By default, the poly() function orthogonalizes the predictors: this means that the features output by this function are not simply a sequence of powers of the argument. However, a linear model applied to the output of the poly() function will have the same fitted values as a linear model applied to the raw polynomials (although the coefficient estimates, standard errors, and p-values will differ). In order to obtain the raw polynomials from the poly() function, the argument raw = TRUE must be used.
The ISLR2 library contains another dataset: Carseats. We will try to estimate or predict the number of child seat sales in 400 different locations based on several predictors.
## Sales CompPrice Income Advertising Population Price ShelveLoc Age Education
## 1 9.50 138 73 11 276 120 Bad 42 17
## 2 11.22 111 48 16 260 83 Good 65 10
## 3 10.06 113 35 10 269 80 Medium 59 12
## 4 7.40 117 100 4 466 97 Medium 55 14
## 5 4.15 141 64 3 340 128 Bad 38 13
## 6 10.81 124 113 13 501 72 Bad 78 16
## Urban US
## 1 Yes Yes
## 2 Yes Yes
## 3 Yes Yes
## 4 Yes Yes
## 5 Yes No
## 6 No Yes
This dataset contains categorical variables or qualitative predictors like Shelveloc, an indicator for the quality of the position of car seats inside the store. The predictor Shelveloc takes on three different categories: Good, Medium, and Bad. While fitting the model, R will automatically create dummy variables for these categories in the qualitative predictor.
We will fit a regression model with all the variables including a couple of interaction terms as well to incorporate the synergy effect.
##
## Call:
## lm(formula = Sales ~ . + Income:Advertising + Price:Age, data = Carseats)
##
## Residuals:
## Min 1Q Median 3Q Max
## -2.9208 -0.7503 0.0177 0.6754 3.3413
##
## Coefficients:
## Estimate Std.
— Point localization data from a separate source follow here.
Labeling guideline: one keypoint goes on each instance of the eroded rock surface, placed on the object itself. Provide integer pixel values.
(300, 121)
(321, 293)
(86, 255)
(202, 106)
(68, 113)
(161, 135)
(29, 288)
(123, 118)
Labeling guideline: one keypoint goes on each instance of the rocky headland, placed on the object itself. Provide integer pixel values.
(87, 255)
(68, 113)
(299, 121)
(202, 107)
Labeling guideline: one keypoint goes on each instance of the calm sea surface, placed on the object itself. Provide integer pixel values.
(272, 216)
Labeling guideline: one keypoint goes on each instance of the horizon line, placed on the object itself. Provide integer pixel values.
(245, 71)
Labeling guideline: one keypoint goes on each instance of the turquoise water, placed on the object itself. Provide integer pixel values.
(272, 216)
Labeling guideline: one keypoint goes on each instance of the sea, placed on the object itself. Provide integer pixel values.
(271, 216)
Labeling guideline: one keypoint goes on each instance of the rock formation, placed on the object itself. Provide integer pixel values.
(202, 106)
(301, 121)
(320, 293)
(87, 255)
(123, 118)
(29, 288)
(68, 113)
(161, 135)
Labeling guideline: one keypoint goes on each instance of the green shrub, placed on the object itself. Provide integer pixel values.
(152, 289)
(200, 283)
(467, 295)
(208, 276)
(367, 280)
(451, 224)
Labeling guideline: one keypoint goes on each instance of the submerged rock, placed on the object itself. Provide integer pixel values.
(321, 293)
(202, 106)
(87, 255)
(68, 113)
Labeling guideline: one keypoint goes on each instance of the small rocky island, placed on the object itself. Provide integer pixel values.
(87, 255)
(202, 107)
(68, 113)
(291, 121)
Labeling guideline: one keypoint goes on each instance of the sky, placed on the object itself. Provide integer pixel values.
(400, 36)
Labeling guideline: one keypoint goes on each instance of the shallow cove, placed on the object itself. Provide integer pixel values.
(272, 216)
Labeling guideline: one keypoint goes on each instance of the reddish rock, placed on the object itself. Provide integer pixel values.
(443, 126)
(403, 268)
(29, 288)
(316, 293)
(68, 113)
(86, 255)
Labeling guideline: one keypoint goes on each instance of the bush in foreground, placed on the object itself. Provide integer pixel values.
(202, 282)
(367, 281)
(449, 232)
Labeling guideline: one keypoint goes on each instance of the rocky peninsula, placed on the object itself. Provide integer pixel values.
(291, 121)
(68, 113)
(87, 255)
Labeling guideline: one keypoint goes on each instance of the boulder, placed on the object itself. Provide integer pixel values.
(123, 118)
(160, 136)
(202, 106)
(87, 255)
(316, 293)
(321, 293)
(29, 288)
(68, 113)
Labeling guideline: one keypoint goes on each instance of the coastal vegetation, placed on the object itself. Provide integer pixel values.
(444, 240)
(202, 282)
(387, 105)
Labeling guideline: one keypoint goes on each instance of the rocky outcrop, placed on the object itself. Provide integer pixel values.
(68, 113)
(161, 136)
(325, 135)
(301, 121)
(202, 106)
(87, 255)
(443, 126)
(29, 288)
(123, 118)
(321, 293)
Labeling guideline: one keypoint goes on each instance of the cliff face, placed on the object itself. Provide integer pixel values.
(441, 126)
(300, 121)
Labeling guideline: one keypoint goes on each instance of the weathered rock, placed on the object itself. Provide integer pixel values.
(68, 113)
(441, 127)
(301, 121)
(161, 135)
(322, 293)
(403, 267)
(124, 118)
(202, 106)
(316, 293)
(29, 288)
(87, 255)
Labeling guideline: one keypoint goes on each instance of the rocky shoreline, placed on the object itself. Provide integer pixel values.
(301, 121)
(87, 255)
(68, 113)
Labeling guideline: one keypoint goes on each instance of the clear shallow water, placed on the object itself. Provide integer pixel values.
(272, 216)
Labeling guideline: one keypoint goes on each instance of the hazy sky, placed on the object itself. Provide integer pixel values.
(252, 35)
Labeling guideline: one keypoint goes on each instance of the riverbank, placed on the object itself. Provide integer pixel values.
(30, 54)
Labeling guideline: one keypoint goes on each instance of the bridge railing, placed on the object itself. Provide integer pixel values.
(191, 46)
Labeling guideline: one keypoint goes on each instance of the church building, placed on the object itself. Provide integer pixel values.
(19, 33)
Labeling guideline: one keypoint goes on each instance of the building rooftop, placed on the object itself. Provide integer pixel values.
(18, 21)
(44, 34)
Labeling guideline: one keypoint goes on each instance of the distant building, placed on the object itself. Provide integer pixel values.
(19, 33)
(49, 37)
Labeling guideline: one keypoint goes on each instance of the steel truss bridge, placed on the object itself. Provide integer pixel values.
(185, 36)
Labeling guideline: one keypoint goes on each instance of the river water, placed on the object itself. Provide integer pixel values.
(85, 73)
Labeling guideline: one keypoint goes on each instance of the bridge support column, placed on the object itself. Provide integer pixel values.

Error t value Pr(>|t|)
## (Intercept) 6.5755654 1.0087470 6.519 2.22e-10 ***
## CompPrice 0.0929371 0.0041183 22.567 < 2e-16 ***
## Income 0.0108940 0.0026044 4.183 3.57e-05 ***
## Advertising 0.0702462 0.0226091 3.107 0.002030 **
## Population 0.0001592 0.0003679 0.433 0.665330
## Price -0.1008064 0.0074399 -13.549 < 2e-16 ***
## ShelveLocGood 4.8486762 0.1528378 31.724 < 2e-16 ***
## ShelveLocMedium 1.9532620 0.1257682 15.531 < 2e-16 ***
## Age -0.0579466 0.0159506 -3.633 0.000318 ***
## Education -0.0208525 0.0196131 -1.063 0.288361
## UrbanYes 0.1401597 0.1124019 1.247 0.213171
## USYes -0.1575571 0.1489234 -1.058 0.290729
## Income:Advertising 0.0007510 0.0002784 2.698 0.007290 **
## Price:Age 0.0001068 0.0001333 0.801 0.423812
## ---
## Signif. codes: 0 '***' 0.001 '**' 0.01 '*' 0.05 '.' 0.1 ' ' 1
##
## Residual standard error: 1.011 on 386 degrees of freedom
## Multiple R-squared: 0.8761, Adjusted R-squared: 0.8719
## F-statistic: 210 on 13 and 386 DF, p-value: < 2.2e-16
We can see, R has created a dummy variable ShelvelocGood that takes on a value of 1 if the location is good inside the store and another dummy variable ShelvelocMedium that is 1 for the medium location and 0 otherwise. The bad shelving location is serving as the reference and equal to zero for each of the two dummy variables created. The coefficient of the ShelvelocGood in the fitted linear model is good indicating a higher sale for the good location. The coefficient for ShelvelocMedium is low but still positive indicating a lower sale than the good location but still higher sale than a bad shelving location.